As usual, it was David's optimism that was his undoing. Because things can always get worse, much worse; and you never know exactly where the bottom is, until you hit it.

Chapter Fourteen

Secrets

Cindy Henderson didn't want to go to the Lomax party. She hated parties in general, with their pointless social requirements. You had to smile at people you disliked and make conversation with bores. Invariably you would run into someone whom you'd been successfully avoiding for weeks. And of course, after fifteen minutes of small talk, you'd wind up inviting them over for dinner, or planning a two-family vacation, backpacking in Zion National Park—anything to end the conversation. It would be funny, if it were happening to someone else.

Mike had suggested she stay near, to use him as a human shield. It sounded good, but then she would be exposed to the supernaturally tedious conversation of his tradesmen friends. Who bid what on which job, how many board feet of lumber someone got how much cheaper in Vermont, which builder was struggling with the HDC over the pitch of his roof; which plumbers cleaned up after themselves. It was better to just stay home.

For once, Mike didn't seem to mind. “Don't bother,” he'd said that morning at breakfast. “I'm not going to stay long. The last thing I
want to do is spend more time in that mausoleum.”

“Are you sure?”

“Don't worry about it. Take the night off.”

He was so accommodating and thoughtful, she became instantly suspicious. Did he not want her there for some reason? Was there someone he was afraid to have her meet? He had spoken so quickly, jumping right in after her comment, as if it was rehearsed. Over-rehearsed, actually: he needed to take a beat, relax and at least appear to consider what Cindy had said, before starting his prepared remarks.

“I think I will go after all.” She carried her coffee cup to the sink. “I got a new dress from the J. Jill catalogue and I've been wanting to wear it someplace.”

“Are you sure? Because it's really—”

“I'm positive, Mike. This will be fun.”

He shrugged. “Great. Just let me know when you want to leave and we're out of there.”

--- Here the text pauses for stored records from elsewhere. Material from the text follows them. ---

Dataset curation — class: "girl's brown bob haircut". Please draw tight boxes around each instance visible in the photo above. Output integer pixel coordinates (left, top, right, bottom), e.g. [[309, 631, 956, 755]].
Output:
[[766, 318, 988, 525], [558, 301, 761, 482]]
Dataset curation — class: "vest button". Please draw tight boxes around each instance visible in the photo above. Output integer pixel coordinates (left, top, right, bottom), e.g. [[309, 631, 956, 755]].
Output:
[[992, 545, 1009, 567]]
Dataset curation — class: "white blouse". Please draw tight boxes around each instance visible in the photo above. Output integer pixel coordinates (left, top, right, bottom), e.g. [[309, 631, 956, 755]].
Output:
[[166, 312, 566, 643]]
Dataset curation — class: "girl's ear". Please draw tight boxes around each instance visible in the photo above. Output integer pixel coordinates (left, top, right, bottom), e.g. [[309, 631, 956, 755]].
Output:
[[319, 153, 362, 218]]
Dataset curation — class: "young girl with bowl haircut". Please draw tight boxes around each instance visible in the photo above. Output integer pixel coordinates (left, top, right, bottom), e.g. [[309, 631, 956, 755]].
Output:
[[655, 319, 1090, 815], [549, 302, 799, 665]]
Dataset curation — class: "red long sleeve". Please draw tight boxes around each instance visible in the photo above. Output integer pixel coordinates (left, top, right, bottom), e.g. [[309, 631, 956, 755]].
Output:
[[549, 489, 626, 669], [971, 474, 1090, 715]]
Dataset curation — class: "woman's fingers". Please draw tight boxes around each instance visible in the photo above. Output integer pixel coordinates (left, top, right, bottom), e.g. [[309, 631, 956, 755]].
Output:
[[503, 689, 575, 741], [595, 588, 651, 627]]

She kissed him on his way out the door, and held him for an extra second or two, to show that everything was fine between them, precisely because it wasn't. He sensed something off-kilter in the gesture.

“You okay?” he asked.

“Fine,” she said. “Go to work.”

She kissed him again and pushed him out the door. She was sure he had secrets; but she had her secrets, too. She wondered if there were any marriages without them, where everyone told the truth and had nothing to hide. Maybe that was what the storybooks meant by “happily ever after.” Or maybe happy was just an average, drawn between the rages and the joy, the sum of the constant struggle to stay close when everything inside and outside you seemed to be pulling you apart.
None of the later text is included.